Plate 1 figs. a–h · 8 separate observations
Every figure is a research-grade observation under CC0, CC BY or CC BY-SA, rehosted with the photographer’s name, the licence and the observation it came from. Photographs under a NonCommercial licence are excluded from this site and are never stored, which costs us a great many pictures and is not negotiable.
Native range 4 botanical countries
| Region | TDWG code | Continent |
|---|---|---|
| Argentina Northwest | AGW | SOUTHERN AMERICA |
| Bolivia | BOL | |
| Chile North | CLN | |
| Peru | PER |
Region boundaries approximated from Natural Earth (public domain) and mapped to TDWG World Geographical Scheme for Recording Plant Distributions (WGSRPD) level-3 botanical countries (Brummitt 2001). Indicative, not the official WGSRPD geometry.
Where it actually grows measured, from 220 observations
| Condition | 5th percentile | Median | 95th percentile |
|---|---|---|---|
| Coldest month, mean daily low | -6.1 °C | -0.5 °C | 2.9 °C |
| Warmest month, mean daily high | 14.5 °C | 16.9 °C | 20.8 °C |
| Annual rainfall | 332 mm | 695 mm | 1,519 mm |
| Rainfall in the driest quarter | 2 mm | 16 mm | 48 mm |
It is found where winters bring hard frost. This is not care advice and it is not a forecast. It is a measurement: we sampled the climate at every one of the 220 research-grade observations of Airampoa ayrampo that carry a coordinate, and this is the range those places actually span. The 5th and 95th percentiles are used rather than the minimum and maximum, because a single cultivated specimen in a heated conservatory should not widen a tropical plant's range to the Arctic.
This is not a hardiness zone. A USDA zone is the average annual extreme minimum temperature. The figure above is the mean daily minimum of the coldest month, which is a different quantity and is typically far warmer. Reading one as the other would place a plant several zones too warm, so we do not publish a hardiness zone, because we do not have one.
Also published as 37 synonyms
A synonym is not an error. It is a record of botanists disagreeing, in print, about where this plant belongs.
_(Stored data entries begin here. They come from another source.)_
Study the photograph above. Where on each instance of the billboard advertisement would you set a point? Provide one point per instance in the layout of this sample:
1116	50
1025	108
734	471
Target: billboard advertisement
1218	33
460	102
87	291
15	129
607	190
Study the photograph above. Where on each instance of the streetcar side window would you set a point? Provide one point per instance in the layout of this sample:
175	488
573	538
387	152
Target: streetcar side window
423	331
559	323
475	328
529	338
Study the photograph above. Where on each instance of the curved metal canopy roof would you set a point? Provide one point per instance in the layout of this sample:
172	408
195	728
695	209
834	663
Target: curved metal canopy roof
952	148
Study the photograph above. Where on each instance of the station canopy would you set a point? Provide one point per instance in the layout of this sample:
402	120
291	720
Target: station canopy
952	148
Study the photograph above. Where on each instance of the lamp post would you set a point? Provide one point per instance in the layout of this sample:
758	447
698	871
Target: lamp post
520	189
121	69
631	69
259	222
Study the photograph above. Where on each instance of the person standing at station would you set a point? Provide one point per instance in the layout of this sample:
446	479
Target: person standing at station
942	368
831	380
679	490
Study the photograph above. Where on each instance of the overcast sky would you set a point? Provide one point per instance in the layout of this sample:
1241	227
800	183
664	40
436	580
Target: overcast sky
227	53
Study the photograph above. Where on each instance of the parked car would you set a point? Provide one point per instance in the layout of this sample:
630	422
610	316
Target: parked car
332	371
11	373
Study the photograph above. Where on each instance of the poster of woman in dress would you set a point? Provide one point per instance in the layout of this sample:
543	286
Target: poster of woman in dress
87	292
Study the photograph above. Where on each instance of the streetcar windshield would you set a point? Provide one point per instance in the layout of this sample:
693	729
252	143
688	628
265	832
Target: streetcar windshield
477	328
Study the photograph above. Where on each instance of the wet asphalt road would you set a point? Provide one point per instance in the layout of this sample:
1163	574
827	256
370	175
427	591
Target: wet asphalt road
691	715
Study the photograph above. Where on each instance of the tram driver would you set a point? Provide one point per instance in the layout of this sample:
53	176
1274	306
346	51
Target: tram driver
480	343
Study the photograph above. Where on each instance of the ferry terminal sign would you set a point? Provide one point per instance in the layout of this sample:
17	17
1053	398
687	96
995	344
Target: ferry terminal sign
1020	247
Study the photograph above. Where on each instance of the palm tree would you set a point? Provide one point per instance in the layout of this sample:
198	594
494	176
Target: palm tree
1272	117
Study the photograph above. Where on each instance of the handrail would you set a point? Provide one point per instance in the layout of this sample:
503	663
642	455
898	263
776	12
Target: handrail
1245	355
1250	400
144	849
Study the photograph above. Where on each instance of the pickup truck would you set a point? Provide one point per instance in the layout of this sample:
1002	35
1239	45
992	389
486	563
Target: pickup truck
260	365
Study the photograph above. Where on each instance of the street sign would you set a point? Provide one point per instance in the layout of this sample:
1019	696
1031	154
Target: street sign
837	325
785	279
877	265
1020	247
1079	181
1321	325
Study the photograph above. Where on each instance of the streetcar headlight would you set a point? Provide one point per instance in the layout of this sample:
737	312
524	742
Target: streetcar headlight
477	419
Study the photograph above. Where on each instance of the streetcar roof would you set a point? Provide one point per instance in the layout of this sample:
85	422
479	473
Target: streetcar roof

Each of these was somebody’s considered answer.
- Airampoa albisaetacens (Backeb.) Doweld
- Airampoa boliviensis (Backeb.) Doweld
- Airampoa cedergreniana (Backeb.) Doweld
- Airampoa chilensis (F.Ritter) Doweld
- Airampoa minuscula (Backeb.) Doweld
- Airampoa orurensis (Cárdenas) Doweld
- Airampoa silvestris (Backeb.) Doweld
- Airampoa soehrensii (Britton & Rose) Lodé
- Cactus ayrampo Haenke
- Opuntia albisaetacens Backeb.
- Opuntia albisaetacens var. robustior Backeb.
- Opuntia alcerrecensis Iliff
- Opuntia ayrampo (Azara) Mottram
- Opuntia boliviensis Backeb.
- Opuntia cedergreniana Backeb.
- Opuntia haenquiana Herrera
- Opuntia minuscula (Backeb.) G.D.Rowley
- Opuntia minuscula var. silvestris (Backeb.) Krainz
- Opuntia orurensis Cárdenas
- Opuntia poecilacantha Backeb.
- Opuntia silvestris Backeb.
- Opuntia soehrensii Britton & Rose
- Platyopuntia albisaetacens (Backeb.) F.Ritter
- Platyopuntia chilensis F.Ritter
and 13 more.
Sourcesevery claim on this page
- World Flora Online Plant List. accepted name, authority, classification. CC0. Retrieved 2026-07-12.
- iNaturalist. photographs and flowering annotations, CC0 / CC BY / CC BY-SA only. per photograph. Retrieved 2026-06-27.
- Kew, World Checklist of Vascular Plants (WCVP v16). native distribution by TDWG level-3 botanical country, and life form. CC BY 3.0. Retrieved 2026-06-04.
We publish what we can source and we say so when we cannot. This page has no care advice and no toxicity claim, because we do not yet have those from a source we can cite.